No, ARPU means Average Revenue Per User (per month). It's how mobile / cell phone service providers count what they collect from you. Cable TV and other subscription service companies use the same type of calculation.
Can math help us understand our phone bills? Let's give it a shot.
ARPU = Total revenues from base plans, extra minutes, data charges, messenging charges, ring tones, etc. divided by AAU (Average Active Users = Users this month + Users last month divided by 2).
Companies also report Voice ARPU, Non-Voice ARPU, Data ARPU, etc.
Before we go on, there are a few considerations.
- On a family plan, a user is each SIM card or phone ID, not the person who pays the bill
- Average numbers are skewed to the low end, as you can't use less than 0 minutes a month, nor more than about 5000 minutes (many unlimited plans are limited to far fewer than the 44,000 minutes in a month)

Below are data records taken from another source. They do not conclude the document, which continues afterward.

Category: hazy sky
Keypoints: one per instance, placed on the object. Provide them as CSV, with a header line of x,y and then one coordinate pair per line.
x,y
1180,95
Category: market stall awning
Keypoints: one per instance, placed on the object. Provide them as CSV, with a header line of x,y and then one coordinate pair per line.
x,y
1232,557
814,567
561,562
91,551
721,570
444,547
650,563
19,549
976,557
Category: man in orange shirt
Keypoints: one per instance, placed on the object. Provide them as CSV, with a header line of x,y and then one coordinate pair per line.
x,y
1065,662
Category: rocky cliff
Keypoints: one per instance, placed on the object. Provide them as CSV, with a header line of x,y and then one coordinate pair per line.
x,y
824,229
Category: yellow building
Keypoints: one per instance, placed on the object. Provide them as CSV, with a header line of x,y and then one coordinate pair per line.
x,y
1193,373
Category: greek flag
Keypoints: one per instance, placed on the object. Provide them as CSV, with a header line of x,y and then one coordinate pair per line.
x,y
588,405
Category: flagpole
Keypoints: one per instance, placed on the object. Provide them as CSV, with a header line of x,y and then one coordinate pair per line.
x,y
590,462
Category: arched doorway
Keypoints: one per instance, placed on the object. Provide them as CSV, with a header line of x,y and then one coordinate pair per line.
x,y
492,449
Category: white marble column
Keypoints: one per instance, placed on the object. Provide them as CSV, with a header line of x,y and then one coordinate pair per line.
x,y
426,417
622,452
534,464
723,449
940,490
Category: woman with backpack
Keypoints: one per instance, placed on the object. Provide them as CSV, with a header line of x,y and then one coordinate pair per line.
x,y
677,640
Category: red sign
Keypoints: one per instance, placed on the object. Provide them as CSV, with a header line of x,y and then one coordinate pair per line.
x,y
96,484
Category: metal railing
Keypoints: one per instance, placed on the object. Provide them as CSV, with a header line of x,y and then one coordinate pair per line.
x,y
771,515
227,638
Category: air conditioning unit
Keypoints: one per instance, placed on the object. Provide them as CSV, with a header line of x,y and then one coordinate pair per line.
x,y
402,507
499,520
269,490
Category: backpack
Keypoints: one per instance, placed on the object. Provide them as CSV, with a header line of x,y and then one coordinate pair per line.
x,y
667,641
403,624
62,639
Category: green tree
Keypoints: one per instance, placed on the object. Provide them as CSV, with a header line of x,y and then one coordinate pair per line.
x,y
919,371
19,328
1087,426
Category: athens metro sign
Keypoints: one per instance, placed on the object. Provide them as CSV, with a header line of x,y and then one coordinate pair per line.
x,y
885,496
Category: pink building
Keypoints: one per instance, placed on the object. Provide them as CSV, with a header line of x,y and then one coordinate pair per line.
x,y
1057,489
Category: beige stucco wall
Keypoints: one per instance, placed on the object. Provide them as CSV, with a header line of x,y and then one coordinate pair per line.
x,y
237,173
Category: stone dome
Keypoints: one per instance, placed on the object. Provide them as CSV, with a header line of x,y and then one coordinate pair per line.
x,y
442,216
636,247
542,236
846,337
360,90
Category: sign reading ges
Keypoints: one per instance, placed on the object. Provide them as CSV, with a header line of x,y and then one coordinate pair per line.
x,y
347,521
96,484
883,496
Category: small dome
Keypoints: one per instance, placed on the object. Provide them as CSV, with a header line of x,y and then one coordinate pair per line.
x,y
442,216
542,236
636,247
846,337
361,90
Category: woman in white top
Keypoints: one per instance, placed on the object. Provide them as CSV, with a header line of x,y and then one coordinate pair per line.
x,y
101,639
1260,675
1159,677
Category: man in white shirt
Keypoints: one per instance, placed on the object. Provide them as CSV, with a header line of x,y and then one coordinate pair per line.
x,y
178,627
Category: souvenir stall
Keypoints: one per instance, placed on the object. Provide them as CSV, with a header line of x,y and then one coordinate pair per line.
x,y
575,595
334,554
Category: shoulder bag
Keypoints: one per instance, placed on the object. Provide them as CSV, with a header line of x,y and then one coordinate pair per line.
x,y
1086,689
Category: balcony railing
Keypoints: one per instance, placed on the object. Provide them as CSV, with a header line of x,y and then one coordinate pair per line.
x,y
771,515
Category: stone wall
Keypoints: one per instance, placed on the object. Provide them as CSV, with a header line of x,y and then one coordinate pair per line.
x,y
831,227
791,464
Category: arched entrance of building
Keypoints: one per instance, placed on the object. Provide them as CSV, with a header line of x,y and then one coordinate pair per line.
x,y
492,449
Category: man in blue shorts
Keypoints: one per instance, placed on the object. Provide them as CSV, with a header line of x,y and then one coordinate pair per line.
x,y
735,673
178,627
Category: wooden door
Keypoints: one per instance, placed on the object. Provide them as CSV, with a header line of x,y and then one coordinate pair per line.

- ARPU excludes one-time activation or cancellation charges
- What they keep differs from what you pay, as seen in the fine print: Our surcharges (Fed. Univ. Svc. of 10.2% of interstate & int'l telecom charges, 7¢ Regulatory & 70¢ Administrative charge per line per month) are not taxes; government taxes and our surcharges could add 4%–35% to your bill. Offers & coverage, varying by service, not available everywhere.
- The average US user pays $63 while US ARPU is about $35-40 (these can't both be true)
- Half of all users talk less than 200 minutes a month
- AT&T 2008 non-iPhone ARPU was $52; the iPhone ARPU was $90+
- Current European ARPU ranges from $22-50
- The highest ARPU in the world is in Turmenistan, at $83, and lowest is Bangladesh at $3.30
- Across the world, Voice ARPU is declining at about 2-5% per year
- Virgin Mobile's prepaid phone card 2009 ARPU is $19
- About 65% of the users in the world have pre-paid, no-contract phones
- A minute of 2-way voice generates the same revenue as a single, millisecond SMS message
- An iPhone user pays twice as much as a voice-only user, but consumes 50 times the bandwidth
- 2007 Data ARPU was about $9 in the US, $7 in Europe, and $4.25 in the rest of the world
If carriers reduce prices, improve features, and offer better incentives, they can reduce that expensive churn, but that also reduces ARPU. They're always looking for the right mix between making the most profit and making you so mad you switch!
PS - No, math can't help figure out your phone bill. It's intentionally impervious to investigation!